Before aerating, make sure you remove any obstacles that may be present. If you have any in-ground irrigation system, be sure to mark all sprinkler heads as the aerator can severely damage the sprinkler heads.

Seeding and Fertilizing

While completing the core aeration, seeding and fertilizing is key. After the core aeration, you will have a good site for seed germination. We recommend seeding during the cool season, allowing for the best possible germination. Mostly around late August, September, and early October. There are a few concerns we make sure not to do. First, we never apply a crabgrass preventer as this product will keep your grass seed from germinating as well. Secondly, we cannot apply a weed control for dandelions, clover, or other weeds until the new seed has germinated and has been mowed three or four times. Light, frequent watering is the best for new seed. If you plan to have your whole lawn seeded, we highly recommend you water all you can for the best results. We only select from our vendors seed varieties that are disease and drought-resistant that are exceptionally durable and get a dark green color. Adaptability is everything and the types of seeds that we choose for your property will be as adaptable as possible for your lawns specific requirements.

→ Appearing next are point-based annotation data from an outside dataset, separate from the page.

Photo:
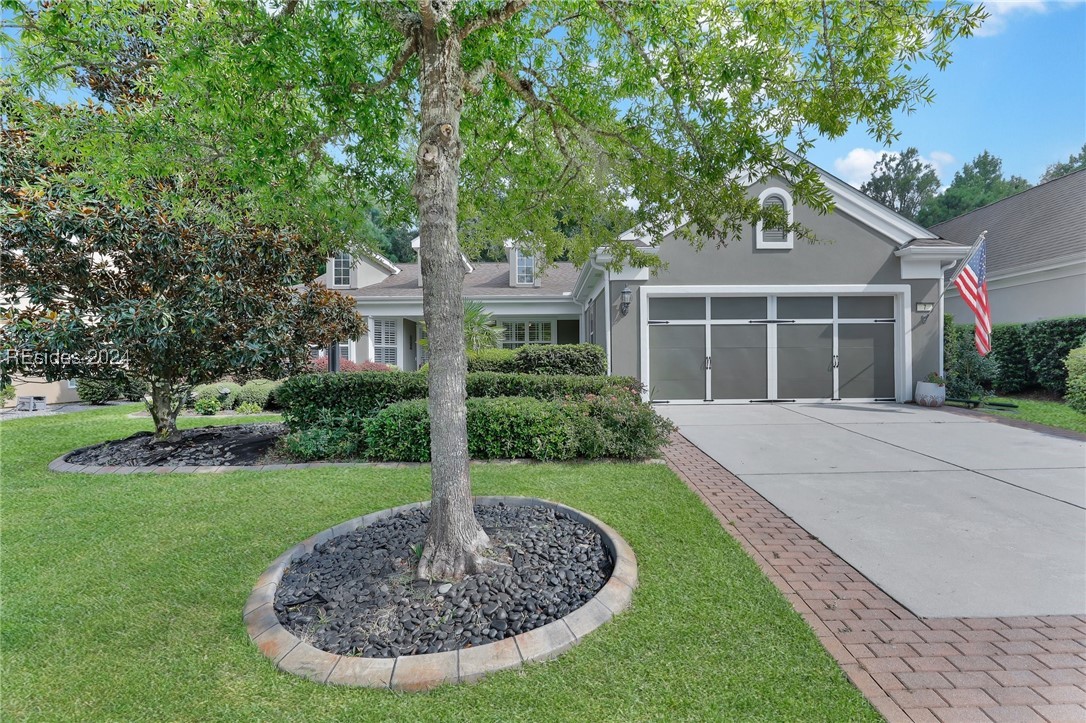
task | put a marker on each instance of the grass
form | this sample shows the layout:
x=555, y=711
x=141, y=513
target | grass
x=122, y=598
x=1040, y=411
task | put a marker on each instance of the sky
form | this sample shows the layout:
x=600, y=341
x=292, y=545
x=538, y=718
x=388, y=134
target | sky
x=1018, y=89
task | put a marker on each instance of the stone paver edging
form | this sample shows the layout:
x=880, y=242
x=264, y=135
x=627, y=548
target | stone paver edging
x=1028, y=669
x=422, y=672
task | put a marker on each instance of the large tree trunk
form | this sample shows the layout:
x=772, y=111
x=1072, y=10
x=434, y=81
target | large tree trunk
x=454, y=540
x=164, y=408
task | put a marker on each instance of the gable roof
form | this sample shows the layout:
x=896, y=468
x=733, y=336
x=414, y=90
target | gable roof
x=1039, y=226
x=485, y=280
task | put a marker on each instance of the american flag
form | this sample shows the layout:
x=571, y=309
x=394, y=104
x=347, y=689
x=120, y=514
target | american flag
x=973, y=287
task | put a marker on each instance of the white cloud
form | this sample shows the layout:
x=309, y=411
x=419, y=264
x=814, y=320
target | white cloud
x=1001, y=12
x=856, y=166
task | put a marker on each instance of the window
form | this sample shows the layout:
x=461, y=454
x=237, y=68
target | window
x=519, y=333
x=774, y=238
x=386, y=337
x=526, y=268
x=341, y=269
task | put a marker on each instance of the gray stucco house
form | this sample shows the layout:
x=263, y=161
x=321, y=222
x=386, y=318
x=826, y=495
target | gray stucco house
x=1036, y=249
x=765, y=318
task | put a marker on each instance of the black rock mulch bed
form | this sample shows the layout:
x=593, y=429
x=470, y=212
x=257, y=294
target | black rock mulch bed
x=356, y=594
x=236, y=444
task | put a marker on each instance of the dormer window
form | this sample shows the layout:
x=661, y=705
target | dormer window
x=526, y=268
x=769, y=237
x=341, y=269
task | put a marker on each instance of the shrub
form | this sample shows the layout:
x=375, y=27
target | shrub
x=1075, y=365
x=207, y=406
x=500, y=428
x=584, y=359
x=256, y=391
x=493, y=359
x=1009, y=351
x=303, y=397
x=971, y=375
x=98, y=391
x=224, y=392
x=1048, y=343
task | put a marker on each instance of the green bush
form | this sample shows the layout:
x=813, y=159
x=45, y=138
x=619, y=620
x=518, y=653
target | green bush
x=1009, y=351
x=616, y=426
x=584, y=359
x=1048, y=343
x=969, y=375
x=207, y=406
x=306, y=396
x=493, y=359
x=98, y=391
x=225, y=393
x=256, y=391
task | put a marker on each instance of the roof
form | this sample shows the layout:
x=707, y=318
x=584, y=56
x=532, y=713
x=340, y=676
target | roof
x=485, y=280
x=1044, y=224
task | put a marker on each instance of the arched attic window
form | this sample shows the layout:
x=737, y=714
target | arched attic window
x=774, y=238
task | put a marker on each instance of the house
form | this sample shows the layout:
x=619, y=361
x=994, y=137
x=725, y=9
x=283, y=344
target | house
x=1036, y=252
x=764, y=318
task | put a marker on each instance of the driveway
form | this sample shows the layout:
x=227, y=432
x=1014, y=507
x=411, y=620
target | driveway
x=951, y=515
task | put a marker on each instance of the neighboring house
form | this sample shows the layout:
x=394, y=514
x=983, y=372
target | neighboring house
x=765, y=318
x=1036, y=252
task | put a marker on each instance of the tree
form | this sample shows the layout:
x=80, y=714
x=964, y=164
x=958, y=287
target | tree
x=98, y=290
x=1076, y=162
x=493, y=118
x=979, y=182
x=903, y=182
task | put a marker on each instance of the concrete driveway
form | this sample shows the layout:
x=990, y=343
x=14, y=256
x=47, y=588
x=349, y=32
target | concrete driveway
x=951, y=515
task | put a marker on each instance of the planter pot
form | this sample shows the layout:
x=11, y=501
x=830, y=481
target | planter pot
x=930, y=395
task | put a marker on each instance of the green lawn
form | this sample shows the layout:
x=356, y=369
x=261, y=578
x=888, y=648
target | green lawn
x=122, y=598
x=1040, y=411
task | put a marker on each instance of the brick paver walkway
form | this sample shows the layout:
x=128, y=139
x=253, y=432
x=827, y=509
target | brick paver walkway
x=935, y=669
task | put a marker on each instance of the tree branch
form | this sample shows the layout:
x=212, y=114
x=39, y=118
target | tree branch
x=495, y=16
x=411, y=46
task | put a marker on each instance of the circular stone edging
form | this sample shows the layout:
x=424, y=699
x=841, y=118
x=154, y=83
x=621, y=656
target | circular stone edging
x=422, y=672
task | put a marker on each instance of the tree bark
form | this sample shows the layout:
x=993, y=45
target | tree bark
x=164, y=408
x=455, y=538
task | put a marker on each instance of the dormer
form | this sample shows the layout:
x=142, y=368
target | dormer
x=417, y=243
x=346, y=271
x=523, y=267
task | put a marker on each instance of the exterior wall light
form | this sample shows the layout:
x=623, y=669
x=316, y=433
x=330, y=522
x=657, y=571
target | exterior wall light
x=627, y=296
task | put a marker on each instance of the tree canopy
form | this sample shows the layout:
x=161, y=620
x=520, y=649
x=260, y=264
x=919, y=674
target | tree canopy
x=903, y=181
x=980, y=182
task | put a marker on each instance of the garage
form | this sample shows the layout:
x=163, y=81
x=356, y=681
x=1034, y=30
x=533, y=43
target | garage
x=795, y=346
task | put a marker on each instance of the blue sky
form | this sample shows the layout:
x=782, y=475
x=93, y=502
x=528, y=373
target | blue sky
x=1017, y=89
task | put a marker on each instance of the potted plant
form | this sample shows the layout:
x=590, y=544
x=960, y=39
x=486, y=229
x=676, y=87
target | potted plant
x=932, y=392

stages of grass seed germination

Stages of Grass Seed Germination

Pro-Tip: Mowing and more!

Allow at least a week before cutting your lawn to 2.5 – 3 inches in length. Leave the clippings on the lawn after mowing. You should also do your best to supply one inch of water to your lawn at least once every other week. We usually try to talk customers out of seeding in the spring so that the weeds can be treated and controlled throughout the spring and summer. Then, it makes sense to aerate and seed in the fall. The fertilizer you apply now and throughout the summer will help to thicken the lawn and get it in better shape for the fall.